Adaptive Demuxers provide one or more *Track* of elementary streams. They are
each unique in terms of:

* Their type (audio, video, text, ..). Ex : `GST_STREAM_TYPE_AUDIO`
* Optional: Their codec. Ex : `video/x-h264`
* Optional: Their language. ex : `GST_TAG_LANGUAGE : "fr"`
* Optional: Their number of channels (ex: stereo vs 5.1). ex
  `audio/x-vorbis,channels=2`
* Any other feature which would make the stream "unique" either because of their
  nature (ex: video angle) or specified by the manifest as being "unique".

But tracks can vary over time by:

* bitrate
* profile or level
* resolution

They correspond to what an end-user might want to select (i.e. will be exposed
in a `GstStreamCollection`). They are each identified by a `stream_id` provided
by the subclass.

> **Note:** A manifest *can* specify that tracks that would normally be separate
> based on the above rules (for example different codecs or channels) are
> actually the same "end-user selectable stream" (i.e. track). In such case only
> one track is provided and the nature of the elementary stream can change
> through time.

Adaptive Demuxers subclasses also need to provide one or more *Download Stream*
(`GstAdaptiveDemuxStream`) which are the implementation-/manifest-specific
"streams" that each feed one or more *Track*. Those streams can also vary over
time by bitrate/profile/resolution/... but always target the same tracks.

The downloaded data from each of those `GstAdaptiveDemuxStream` is fed to a
`parsebin` element which will put the output in the associated
`GstAdaptiveDemuxTrack`.

The tracks have some buffering capability, handled by the baseclass.


This separation allows the base-class to:

* decide which download stream(s) should be (de)activated based on the current
  track selection
* decide when to (re)start download requests based on buffering levels, positions and
  external actions.
* Handle buffering, output and stream selection.

The subclass is responsible for deciding:

* *Which* next download should be requested for that stream based on current
  playback position, the provided encoded bitrates, estimates of download
  bandwidth, buffering levels, etc..


Subclasses can also decide, before passing the downloaded data over, to:

* pre-parse specific headers (ex: ID3 and webvtt headers in HLS, MP4 fragment
  position, etc..).

* pre-parse actual content if needed because a position estimation is needed
  (ex: HLS missing accurate positioning of fragments in the overall timeline)
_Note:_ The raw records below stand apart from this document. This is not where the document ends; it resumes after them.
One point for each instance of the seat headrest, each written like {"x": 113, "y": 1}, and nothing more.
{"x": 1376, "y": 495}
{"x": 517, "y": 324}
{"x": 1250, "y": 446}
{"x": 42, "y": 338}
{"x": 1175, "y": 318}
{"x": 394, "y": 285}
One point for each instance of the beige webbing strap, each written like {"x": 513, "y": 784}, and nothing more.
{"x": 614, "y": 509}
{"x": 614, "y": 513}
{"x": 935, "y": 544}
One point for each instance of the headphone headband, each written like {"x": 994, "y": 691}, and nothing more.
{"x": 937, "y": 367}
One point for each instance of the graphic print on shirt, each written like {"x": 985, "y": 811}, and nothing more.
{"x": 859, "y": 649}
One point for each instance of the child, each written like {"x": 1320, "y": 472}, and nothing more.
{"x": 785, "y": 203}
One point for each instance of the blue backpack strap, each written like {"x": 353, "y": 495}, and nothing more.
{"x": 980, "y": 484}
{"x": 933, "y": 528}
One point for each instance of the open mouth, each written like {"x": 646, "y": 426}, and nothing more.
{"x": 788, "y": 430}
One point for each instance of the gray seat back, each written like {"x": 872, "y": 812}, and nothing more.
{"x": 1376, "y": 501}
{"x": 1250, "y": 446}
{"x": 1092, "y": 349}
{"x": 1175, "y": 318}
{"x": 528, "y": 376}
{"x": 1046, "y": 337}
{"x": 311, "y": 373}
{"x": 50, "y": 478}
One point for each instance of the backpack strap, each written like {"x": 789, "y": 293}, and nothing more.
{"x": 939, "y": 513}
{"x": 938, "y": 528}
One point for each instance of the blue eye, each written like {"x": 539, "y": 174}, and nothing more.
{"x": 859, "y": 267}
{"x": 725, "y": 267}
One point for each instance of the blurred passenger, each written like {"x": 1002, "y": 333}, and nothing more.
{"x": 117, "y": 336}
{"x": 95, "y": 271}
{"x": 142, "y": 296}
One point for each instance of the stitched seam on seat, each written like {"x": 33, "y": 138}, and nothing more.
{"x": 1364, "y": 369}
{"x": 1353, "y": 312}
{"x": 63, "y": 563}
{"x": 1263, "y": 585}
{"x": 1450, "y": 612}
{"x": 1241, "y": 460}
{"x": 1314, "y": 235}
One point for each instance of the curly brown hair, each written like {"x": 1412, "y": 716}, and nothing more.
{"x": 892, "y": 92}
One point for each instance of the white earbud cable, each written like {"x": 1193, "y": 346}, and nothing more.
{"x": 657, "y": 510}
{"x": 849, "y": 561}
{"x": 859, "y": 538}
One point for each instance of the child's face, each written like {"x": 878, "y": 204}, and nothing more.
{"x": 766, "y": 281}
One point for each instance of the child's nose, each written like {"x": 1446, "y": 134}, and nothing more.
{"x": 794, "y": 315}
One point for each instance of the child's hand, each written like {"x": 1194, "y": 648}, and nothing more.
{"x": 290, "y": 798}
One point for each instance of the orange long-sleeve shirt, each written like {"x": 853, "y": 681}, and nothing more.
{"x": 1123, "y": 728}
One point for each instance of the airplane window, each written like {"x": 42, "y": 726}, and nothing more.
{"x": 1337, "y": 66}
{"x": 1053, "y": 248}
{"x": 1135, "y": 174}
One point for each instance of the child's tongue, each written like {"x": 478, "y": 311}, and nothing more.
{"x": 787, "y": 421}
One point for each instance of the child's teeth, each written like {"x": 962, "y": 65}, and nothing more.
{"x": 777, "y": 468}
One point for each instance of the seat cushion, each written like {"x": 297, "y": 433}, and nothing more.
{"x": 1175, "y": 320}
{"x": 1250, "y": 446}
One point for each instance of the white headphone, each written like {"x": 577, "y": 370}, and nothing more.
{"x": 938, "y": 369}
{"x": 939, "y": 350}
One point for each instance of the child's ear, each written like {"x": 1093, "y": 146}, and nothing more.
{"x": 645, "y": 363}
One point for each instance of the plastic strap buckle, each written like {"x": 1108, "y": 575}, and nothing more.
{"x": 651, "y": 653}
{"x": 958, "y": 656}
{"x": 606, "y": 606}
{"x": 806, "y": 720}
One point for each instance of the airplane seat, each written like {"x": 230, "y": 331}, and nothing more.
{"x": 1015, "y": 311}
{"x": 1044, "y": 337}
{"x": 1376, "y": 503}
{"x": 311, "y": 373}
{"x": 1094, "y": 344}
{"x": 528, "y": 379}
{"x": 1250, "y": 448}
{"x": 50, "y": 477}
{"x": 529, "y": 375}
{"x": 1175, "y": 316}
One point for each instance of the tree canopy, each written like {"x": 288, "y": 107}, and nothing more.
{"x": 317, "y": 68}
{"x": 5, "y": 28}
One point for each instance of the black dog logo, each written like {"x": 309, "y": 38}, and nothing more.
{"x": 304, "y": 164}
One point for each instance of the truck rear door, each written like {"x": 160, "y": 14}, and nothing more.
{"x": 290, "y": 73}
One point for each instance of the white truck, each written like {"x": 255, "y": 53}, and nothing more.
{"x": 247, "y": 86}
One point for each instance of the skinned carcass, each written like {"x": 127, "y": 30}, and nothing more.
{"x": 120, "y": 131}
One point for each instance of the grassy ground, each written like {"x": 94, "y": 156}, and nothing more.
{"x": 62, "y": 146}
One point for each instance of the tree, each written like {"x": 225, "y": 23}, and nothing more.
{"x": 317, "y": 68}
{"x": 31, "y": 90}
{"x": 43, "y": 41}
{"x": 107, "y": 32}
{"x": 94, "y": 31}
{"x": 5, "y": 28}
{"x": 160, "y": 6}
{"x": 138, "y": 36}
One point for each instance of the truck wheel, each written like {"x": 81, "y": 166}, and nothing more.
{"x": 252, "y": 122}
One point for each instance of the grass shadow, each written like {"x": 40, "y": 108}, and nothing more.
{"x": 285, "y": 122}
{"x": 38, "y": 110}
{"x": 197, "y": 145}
* rewrite the content altogether (for example webvtt fragments which require
  timing to be re-computed)


## Timeline, position, playout

Adaptive Demuxers decide what to download based on a *Timeline* made of one or
more *Tracks*.

The output of that *Timeline* is synchronized (each *Track* pushes downstream at
more or less the same position in time). That position is the "Global Output
Position".

The *Timeline* should have sufficient data in each track to allow all tracks to
be decoded and played back downstream without introducing stalls. It is the goal
of the *Scheduling thread* of adaptive demuxers to determine which fragment of
data to download and at which moment, in order for:

* each track to have sufficient data for continuous playback downstream
* the overall buffering to not exceed specified limits (in time and/or bytes)
* the playback position to not stray away in case of live sources and
  low-latency scenarios.

Which *Track* is selected on that *Timeline* is either:

 * decided by the element (default choices)
 * decided by the user (via `GST_EVENT_SELECT_STREAMS`)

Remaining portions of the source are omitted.